Power Electronics
Nano-Packaged Switcher IC Boosts Performance, Cuts Package Size

Nano-Packaged Switcher IC Boosts Performance, Cuts Package Size

Texas Instruments’ SIMPLE SWITCHER FAMILY expands with a nano-packaged switcher IC, the LMR22007 buck regulator. The part reflects the improvements in semiconductor packaging and performance to the product line over the years. It handles up to 750 mA and can function as a small footprint dc-to-dc converter with the addition of four components.

The LMR22007 is the newest member of Texas Instruments’ SIMPLE SWITCHER® family. The brand is almost 25 years old, having been originally born at National Semiconductor and now lives on in the Texas Instruments IC portfolio. Fig. 1 is a mini demo board that illustrates the converter’s size; the board can operate from a computer’s USB port.This IC features high performance and nano-packaging to drive space-constrained and power dense applications. 


Fig. 1. LMR22007 mini demo board is a complete dc-to-dc converter with external components (in the white box) that occupies about 26 mm2.

From the beginning, the SIMPLE SWITCHER concept was intended to make it easier for designers at all skill levels to produce power supplies-and it still does 25 years after it was introduced.  And, it is aided by the WEBENCH® online design tool that simplifies and speeds the process.

Looking back, I was able to resurrect the LM2574 data sheet, which is dated March 1995. The table  compares some of the important characteristics of the LM2574 and the LMR22007. This table reflects the IC design improvements since 1995 as well as the reduction in supply voltages during those years. It also demonstrates the changes made in packaging ICs as well as the power handling capability of smaller size packages. Plus, it indicates the ability to operate switch-mode supplies at MHz switching frequencies. Higher switching frequencies reduce the physical size of LC filters that meet EMI standards and aid in keeping the fundamental frequency and its harmonics out of the AM band. This makes ICs that operate at these switching frequencies more adaptable to automotive applications.

The LMR22007 (Fig.  2) supplies a regulated output voltage by varying the on-time of its internal NMOS switch. During the on-time, the SW pin voltage swings up to approximately VIN, and the inductor current increases with a linear slope. The switch is turned off by the control logic. During the switch off-time, inductor current discharges through the low side device, which forces the SW pin to swing below ground by the voltage drop across the low side device. The regulator loop then adjusts the duty cycle to maintain a constant output voltage.

Fig. 2. Functional block diagram of the LMR22007 includes an analog ground pin (AGND) and a power ground pin (PGND) for the output stage.

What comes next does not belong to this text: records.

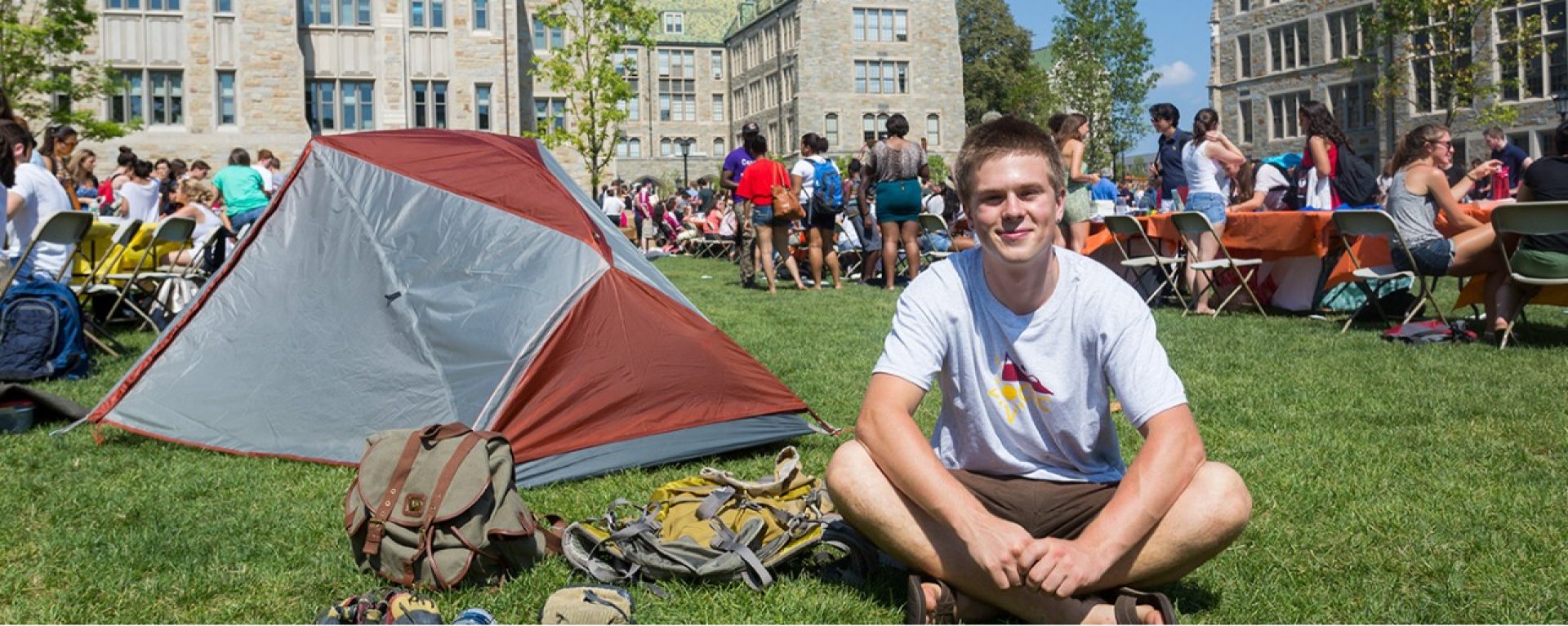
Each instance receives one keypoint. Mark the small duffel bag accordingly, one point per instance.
(436, 507)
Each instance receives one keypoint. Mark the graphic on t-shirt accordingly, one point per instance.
(1017, 389)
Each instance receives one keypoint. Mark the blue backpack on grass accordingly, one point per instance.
(41, 333)
(828, 197)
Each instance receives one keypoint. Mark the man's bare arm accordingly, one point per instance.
(1170, 459)
(888, 432)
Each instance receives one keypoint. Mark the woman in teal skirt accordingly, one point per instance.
(1071, 131)
(896, 168)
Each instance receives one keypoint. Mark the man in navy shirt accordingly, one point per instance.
(745, 233)
(1167, 162)
(1512, 158)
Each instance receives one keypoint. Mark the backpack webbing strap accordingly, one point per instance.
(726, 540)
(714, 503)
(376, 525)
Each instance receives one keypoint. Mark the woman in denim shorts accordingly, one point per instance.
(1418, 192)
(1206, 158)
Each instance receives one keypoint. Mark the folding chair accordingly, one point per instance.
(1377, 223)
(175, 231)
(929, 224)
(65, 228)
(1169, 265)
(1192, 226)
(1528, 219)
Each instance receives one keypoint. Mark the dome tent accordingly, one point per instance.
(421, 277)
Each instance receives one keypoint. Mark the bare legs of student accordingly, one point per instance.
(1196, 282)
(910, 231)
(1209, 515)
(822, 248)
(770, 239)
(891, 241)
(1476, 253)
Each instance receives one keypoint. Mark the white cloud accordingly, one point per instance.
(1176, 74)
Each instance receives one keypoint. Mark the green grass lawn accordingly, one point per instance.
(1390, 484)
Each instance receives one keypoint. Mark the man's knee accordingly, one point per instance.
(847, 476)
(1223, 498)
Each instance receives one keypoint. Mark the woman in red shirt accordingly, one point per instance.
(756, 187)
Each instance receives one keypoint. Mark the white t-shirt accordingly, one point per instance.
(1027, 396)
(808, 176)
(41, 198)
(613, 206)
(1269, 178)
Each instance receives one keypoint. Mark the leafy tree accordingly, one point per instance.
(1000, 74)
(590, 68)
(42, 64)
(1450, 73)
(1102, 71)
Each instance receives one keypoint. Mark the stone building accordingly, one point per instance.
(206, 76)
(1271, 55)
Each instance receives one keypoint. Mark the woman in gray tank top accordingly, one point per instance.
(1418, 192)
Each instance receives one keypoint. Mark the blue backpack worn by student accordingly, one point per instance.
(41, 333)
(828, 197)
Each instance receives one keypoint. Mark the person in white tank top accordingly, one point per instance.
(195, 198)
(1208, 189)
(140, 193)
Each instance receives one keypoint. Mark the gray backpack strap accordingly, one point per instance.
(758, 578)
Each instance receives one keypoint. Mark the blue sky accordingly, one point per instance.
(1179, 30)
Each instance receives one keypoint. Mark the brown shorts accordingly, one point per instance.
(1043, 507)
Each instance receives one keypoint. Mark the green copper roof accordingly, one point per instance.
(703, 20)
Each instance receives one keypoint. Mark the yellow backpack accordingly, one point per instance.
(706, 527)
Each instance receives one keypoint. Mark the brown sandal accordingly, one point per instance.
(915, 603)
(1128, 600)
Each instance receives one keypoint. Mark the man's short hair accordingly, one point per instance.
(1005, 137)
(758, 144)
(1165, 112)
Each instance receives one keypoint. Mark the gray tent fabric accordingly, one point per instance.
(408, 248)
(371, 299)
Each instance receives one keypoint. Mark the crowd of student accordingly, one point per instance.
(1203, 171)
(46, 173)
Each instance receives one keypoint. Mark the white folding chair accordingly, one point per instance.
(1192, 226)
(175, 231)
(65, 228)
(1167, 265)
(1377, 223)
(929, 224)
(1528, 219)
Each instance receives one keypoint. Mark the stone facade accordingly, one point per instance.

The IC’s synchronous switched mode power converters are based on DCS-Control™ (Direct Control with Seamless Transition into Power Save Mode). This advanced regulation topology combines the advantages of hysteretic, voltage mode and current mode control, including an AC loop directly associated to the output voltage. This control loop takes output voltage change information and feeds it to a fast comparator. It sets the switching frequency, which is constant for steady state operating conditions, and provides immediate response to dynamic load changes. To get accurate DC load regulation, it uses a voltage feedback loop. The internally compensated regulation network achieves fast and stable operation using low ESR capacitors.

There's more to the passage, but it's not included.